Pakistani politician

Muhammad Shabbir Awan is a Pakistani politician who had been a member of the Provincial Assembly of the Punjab from 2008 to 2013.

==Early life and education==
Lt. Col (R) Muhammad Shabbir Awan was born on 11 May 1952 in Village Sambal, UC Samote, Kallar Syedan Tehsil Of Rawalpindi District
He graduated from the University of Balochistan, Quetta. He is also a graduate of Command and Staff College, Quetta and obtained the Degree of BSc (Hons) in War Studies in 1986.

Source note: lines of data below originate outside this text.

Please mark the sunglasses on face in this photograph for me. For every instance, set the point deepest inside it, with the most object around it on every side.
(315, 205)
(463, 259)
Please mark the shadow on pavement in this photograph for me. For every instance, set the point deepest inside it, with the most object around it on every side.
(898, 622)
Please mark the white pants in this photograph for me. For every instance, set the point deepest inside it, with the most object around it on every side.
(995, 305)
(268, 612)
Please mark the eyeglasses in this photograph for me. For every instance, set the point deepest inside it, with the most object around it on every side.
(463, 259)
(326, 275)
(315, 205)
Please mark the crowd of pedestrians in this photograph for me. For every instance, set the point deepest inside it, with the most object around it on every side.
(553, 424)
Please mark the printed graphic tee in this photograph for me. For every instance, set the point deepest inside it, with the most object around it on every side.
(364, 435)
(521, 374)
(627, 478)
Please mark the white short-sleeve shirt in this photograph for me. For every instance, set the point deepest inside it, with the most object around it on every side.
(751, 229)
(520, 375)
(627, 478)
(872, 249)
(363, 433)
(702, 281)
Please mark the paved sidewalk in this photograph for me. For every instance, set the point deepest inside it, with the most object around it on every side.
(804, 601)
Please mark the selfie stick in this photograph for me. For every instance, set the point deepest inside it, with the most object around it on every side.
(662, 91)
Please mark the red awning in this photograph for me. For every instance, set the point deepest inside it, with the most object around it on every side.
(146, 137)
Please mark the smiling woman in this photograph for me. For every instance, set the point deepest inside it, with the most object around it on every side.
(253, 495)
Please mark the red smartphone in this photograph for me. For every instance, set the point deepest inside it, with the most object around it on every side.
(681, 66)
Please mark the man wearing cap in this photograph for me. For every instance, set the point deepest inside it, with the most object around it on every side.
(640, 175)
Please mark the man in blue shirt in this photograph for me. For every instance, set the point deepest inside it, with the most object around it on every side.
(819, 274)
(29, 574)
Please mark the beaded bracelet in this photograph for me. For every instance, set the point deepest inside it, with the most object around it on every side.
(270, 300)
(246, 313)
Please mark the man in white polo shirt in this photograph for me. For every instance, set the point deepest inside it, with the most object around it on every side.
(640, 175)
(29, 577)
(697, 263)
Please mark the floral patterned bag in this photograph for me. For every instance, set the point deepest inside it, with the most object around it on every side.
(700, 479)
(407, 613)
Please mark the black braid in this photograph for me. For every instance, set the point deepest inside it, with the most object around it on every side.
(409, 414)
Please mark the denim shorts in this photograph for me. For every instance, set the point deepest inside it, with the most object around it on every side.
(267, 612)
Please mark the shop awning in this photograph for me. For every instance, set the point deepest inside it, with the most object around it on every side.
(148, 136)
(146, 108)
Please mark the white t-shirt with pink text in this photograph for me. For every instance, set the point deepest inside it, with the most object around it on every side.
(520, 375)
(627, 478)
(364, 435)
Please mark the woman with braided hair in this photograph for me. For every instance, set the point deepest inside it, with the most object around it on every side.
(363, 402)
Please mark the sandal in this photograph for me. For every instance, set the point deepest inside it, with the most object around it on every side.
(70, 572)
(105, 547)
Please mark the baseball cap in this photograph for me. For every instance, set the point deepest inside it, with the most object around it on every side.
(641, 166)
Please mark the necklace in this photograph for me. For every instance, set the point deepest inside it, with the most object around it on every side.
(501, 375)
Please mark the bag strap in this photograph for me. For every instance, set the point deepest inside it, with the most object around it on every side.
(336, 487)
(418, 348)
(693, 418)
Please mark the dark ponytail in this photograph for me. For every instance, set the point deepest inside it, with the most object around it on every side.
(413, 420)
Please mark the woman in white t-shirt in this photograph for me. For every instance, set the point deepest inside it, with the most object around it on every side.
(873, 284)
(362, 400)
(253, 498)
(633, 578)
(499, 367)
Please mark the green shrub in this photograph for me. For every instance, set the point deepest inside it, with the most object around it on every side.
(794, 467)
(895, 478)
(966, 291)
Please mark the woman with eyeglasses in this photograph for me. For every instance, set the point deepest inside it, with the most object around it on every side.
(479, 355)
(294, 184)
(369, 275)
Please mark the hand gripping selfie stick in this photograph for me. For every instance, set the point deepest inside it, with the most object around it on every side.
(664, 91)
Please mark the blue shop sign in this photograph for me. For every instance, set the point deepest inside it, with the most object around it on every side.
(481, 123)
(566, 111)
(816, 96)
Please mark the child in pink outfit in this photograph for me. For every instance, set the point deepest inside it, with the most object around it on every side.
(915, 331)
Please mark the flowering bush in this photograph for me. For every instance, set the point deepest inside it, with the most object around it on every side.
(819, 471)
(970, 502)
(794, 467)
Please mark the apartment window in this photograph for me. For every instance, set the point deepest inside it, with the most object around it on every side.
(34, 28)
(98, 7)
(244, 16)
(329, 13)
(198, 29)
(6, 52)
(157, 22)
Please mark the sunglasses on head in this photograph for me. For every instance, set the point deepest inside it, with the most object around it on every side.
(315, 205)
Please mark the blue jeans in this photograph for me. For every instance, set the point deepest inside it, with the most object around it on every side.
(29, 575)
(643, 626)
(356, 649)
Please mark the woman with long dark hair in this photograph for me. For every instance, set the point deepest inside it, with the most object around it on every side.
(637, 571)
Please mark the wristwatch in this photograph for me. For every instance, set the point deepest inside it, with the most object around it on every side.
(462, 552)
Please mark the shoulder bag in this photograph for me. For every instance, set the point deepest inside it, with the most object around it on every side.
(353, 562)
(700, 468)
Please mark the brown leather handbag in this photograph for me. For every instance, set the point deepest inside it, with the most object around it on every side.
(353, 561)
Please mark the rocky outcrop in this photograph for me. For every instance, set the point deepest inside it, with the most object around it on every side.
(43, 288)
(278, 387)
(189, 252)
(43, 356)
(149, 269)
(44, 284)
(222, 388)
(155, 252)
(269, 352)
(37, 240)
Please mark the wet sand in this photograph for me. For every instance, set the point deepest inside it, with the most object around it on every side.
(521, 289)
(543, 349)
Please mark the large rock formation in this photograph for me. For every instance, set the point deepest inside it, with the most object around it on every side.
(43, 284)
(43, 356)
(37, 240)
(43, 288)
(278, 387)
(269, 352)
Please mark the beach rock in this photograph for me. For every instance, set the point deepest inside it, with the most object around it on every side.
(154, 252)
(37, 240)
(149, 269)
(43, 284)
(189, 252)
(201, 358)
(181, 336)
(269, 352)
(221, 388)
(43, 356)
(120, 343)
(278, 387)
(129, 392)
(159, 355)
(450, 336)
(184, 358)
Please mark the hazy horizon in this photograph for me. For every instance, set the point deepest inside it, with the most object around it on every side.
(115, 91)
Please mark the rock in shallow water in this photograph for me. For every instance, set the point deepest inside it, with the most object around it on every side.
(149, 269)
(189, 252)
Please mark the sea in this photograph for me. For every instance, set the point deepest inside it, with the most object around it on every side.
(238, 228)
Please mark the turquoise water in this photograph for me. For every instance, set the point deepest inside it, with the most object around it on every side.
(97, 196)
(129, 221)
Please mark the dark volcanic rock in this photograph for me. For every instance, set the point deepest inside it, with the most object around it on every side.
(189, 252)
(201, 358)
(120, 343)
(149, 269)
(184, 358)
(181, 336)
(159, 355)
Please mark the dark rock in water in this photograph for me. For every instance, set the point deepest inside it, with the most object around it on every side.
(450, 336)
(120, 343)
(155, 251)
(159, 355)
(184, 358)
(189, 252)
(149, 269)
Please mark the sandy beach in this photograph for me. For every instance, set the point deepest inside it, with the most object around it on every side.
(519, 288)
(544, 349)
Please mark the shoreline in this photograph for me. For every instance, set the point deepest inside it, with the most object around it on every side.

==Previous official position==
Lt. Col (R) Muhammad Shabbir Awan was commissioned in Pakistan Army in 1972. He retired from Pakistan Army as lieutenant colonel in 1999 and was Awarded Tamgha-e-Imtiaz in recognition to his Meritorious Services.

==Political career==
He was elected to the Provincial Assembly of the Punjab as a Candidate of PPPP from Constituency PP-2 in the 2008 Pakistani general election. He received 32,816 votes and defeated Raja Muhammad Ali, a candidate of Pakistan Muslim League (N) (PML-N). He Was functioning as Chairman, Standing Committee on Planning and Development.

In the 2013 Pakistani general election, Lt. Col (R) Muhammad Shabbir Awan was a candidate For Provincial Assembly of the Punjab from PPPP for Constituency PP-2 but was unsuccessful. He received 15,868 votes and lost the seat to Raja Muhammad Ali a candidate of PML-N.

Lt. Col (R) Muhammad Shabbir Awan joined PTI on 19 December 2013.

In the 2024 general election, Muhammad Shabbir Awan was a candidate for Provincial Assembly of the Punjab as Independent Candidate (Backed by PTI) for Constituency PP-2 but was unsuccessful.